- Born: 1828 Abingdon, Berkshire, United Kingdom
- Died: 11 January 1908 (aged 79–80) Whanganui, New Zealand
- Known for: Botanical illustrations
- Spouse: Edward Hardcastle ​ ​(m. 1868; died 1886)​

= Charlotte Hardcastle =

New Zealand botanical artist (1828–1908)

Charlotte Hardcastle (1828 – 11 January 1908) was a British-born New Zealand botanical illustrator and still-life artist.

==Personal life==
Charlotte Hardcastle was born in 1828 in Abingdon, Berkshire. Her parents were William Hardcastle and Maria Edgington.

Harcastle moved to Melbourne, Australia, in July 1868. The following month, she married Edward Hardcastle, and the two later emigrated to Hokitika, New Zealand. They had two children while in Hokitika: Edward Patrick Edgington Murrough (born 1869) and Kathleen Charlotte Maud (born 1872).

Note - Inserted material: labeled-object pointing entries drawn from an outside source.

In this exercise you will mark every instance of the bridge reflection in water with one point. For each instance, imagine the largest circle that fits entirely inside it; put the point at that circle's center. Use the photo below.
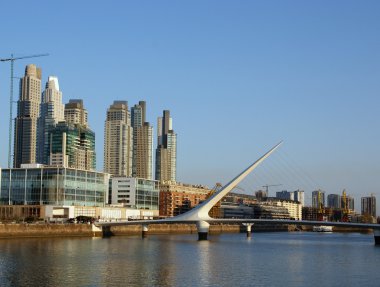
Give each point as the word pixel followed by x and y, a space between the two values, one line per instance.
pixel 200 214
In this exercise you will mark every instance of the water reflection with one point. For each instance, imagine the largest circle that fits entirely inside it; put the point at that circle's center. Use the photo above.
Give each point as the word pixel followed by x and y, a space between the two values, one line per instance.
pixel 268 259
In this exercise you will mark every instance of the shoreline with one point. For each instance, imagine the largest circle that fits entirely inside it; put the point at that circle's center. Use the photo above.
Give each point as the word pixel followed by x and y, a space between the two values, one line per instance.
pixel 26 230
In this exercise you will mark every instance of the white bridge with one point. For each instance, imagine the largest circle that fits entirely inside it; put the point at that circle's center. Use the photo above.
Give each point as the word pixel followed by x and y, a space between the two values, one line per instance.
pixel 200 214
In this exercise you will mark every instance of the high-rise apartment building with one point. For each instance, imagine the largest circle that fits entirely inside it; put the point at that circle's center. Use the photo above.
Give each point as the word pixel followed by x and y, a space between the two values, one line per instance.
pixel 72 142
pixel 52 112
pixel 142 164
pixel 299 195
pixel 75 113
pixel 166 152
pixel 73 146
pixel 118 140
pixel 369 205
pixel 28 111
pixel 286 195
pixel 318 198
pixel 334 201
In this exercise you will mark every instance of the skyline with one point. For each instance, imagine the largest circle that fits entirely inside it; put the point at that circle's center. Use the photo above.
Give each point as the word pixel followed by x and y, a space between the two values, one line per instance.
pixel 239 77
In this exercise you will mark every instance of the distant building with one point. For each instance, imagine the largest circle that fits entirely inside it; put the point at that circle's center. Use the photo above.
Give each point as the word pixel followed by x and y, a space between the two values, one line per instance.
pixel 310 213
pixel 75 113
pixel 318 198
pixel 166 152
pixel 73 146
pixel 234 210
pixel 267 211
pixel 261 195
pixel 142 165
pixel 239 198
pixel 177 198
pixel 350 203
pixel 136 193
pixel 118 140
pixel 299 195
pixel 285 195
pixel 334 201
pixel 52 112
pixel 369 205
pixel 53 186
pixel 28 112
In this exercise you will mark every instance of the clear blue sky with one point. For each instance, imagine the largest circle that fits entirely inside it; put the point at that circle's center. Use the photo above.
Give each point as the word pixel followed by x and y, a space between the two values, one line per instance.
pixel 237 76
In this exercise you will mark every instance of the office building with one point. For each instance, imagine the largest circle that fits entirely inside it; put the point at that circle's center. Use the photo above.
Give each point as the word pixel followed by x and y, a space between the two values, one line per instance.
pixel 261 195
pixel 334 201
pixel 75 113
pixel 166 152
pixel 52 112
pixel 318 198
pixel 28 111
pixel 118 140
pixel 72 145
pixel 369 205
pixel 299 195
pixel 177 198
pixel 136 193
pixel 286 195
pixel 52 186
pixel 142 163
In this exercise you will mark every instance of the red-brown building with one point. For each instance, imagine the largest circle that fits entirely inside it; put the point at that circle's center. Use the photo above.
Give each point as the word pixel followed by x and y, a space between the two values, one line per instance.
pixel 177 198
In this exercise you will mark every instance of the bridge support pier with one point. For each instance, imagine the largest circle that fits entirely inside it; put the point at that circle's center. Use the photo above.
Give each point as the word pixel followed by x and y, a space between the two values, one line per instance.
pixel 249 228
pixel 144 232
pixel 106 231
pixel 203 227
pixel 376 234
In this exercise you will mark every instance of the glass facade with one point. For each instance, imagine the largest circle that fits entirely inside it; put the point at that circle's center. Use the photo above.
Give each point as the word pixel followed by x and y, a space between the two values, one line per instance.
pixel 147 192
pixel 53 186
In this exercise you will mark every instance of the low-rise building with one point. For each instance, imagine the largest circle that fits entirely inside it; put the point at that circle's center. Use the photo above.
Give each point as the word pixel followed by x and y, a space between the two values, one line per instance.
pixel 57 186
pixel 177 198
pixel 135 193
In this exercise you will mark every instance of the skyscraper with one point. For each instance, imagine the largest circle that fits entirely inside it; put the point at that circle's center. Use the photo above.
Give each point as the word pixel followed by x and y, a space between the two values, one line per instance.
pixel 369 205
pixel 75 113
pixel 28 111
pixel 142 143
pixel 299 195
pixel 72 142
pixel 334 201
pixel 52 112
pixel 118 140
pixel 166 152
pixel 318 198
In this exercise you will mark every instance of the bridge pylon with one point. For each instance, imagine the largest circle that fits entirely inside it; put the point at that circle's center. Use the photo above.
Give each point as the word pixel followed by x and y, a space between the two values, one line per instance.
pixel 376 234
pixel 248 228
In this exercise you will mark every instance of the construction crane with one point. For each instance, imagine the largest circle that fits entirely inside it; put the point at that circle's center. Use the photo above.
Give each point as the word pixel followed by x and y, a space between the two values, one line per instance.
pixel 12 59
pixel 269 185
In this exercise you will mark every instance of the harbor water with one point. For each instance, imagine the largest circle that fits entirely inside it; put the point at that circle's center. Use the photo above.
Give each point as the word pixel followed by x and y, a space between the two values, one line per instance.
pixel 266 259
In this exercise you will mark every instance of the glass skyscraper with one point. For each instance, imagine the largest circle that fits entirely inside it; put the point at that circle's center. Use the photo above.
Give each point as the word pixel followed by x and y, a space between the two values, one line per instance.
pixel 166 152
pixel 53 186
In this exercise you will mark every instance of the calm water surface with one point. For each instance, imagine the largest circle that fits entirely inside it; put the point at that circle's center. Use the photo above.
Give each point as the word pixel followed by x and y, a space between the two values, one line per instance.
pixel 268 259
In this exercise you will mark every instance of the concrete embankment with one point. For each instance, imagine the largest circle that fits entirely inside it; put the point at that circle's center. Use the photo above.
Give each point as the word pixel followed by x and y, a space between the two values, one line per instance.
pixel 44 230
pixel 87 230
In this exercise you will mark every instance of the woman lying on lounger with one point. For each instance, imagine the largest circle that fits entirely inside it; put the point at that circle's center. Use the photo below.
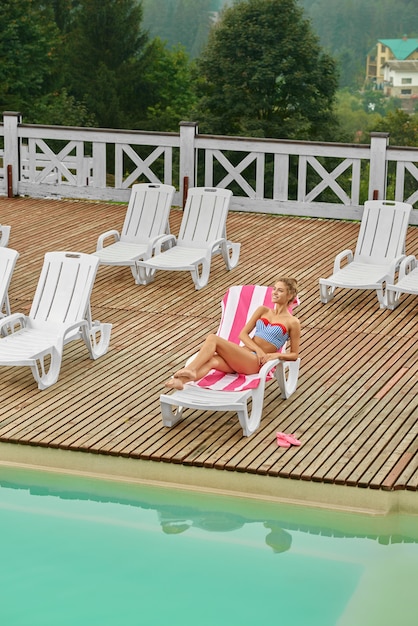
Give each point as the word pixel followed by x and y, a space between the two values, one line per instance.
pixel 273 327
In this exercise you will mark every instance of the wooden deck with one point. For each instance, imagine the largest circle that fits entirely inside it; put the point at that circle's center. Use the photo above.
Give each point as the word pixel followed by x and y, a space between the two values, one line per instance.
pixel 356 406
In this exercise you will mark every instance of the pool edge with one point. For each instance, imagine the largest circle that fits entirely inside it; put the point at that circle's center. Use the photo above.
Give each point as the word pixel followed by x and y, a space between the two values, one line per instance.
pixel 324 495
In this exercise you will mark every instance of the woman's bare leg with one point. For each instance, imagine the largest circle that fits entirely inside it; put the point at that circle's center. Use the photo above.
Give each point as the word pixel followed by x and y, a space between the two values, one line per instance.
pixel 216 353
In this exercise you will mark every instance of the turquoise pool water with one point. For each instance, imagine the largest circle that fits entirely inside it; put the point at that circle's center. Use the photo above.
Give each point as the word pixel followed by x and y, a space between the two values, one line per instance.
pixel 81 552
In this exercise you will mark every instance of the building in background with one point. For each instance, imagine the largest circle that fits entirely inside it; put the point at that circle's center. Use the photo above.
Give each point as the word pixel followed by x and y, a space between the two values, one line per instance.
pixel 392 66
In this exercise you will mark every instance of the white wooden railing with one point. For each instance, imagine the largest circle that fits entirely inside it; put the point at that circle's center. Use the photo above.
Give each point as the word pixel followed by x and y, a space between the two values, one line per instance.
pixel 266 175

The couple moved to Whanganui in 1877, and later to Wellington and Nelson. After the death of Edward in 1886, Charlotte and her daughter eventually returned to Whanganui, where she died on 11 January 1908.

==Artwork==
Hardcastle exhibited her botanical and bird illustrations several times between the 1850s and 1870s. While in the United Kingdom, she exhibited at the Royal Society of British Artists, British Institution, and the Royal Academy of Arts. Her studies were also exhibited at the 1877 Exhibition of Art, Science, and Industry, held in Whanganui. Six of her flower studies, dating to the 1850s–1860s, are in Whanganui's Sarjeant Gallery collection.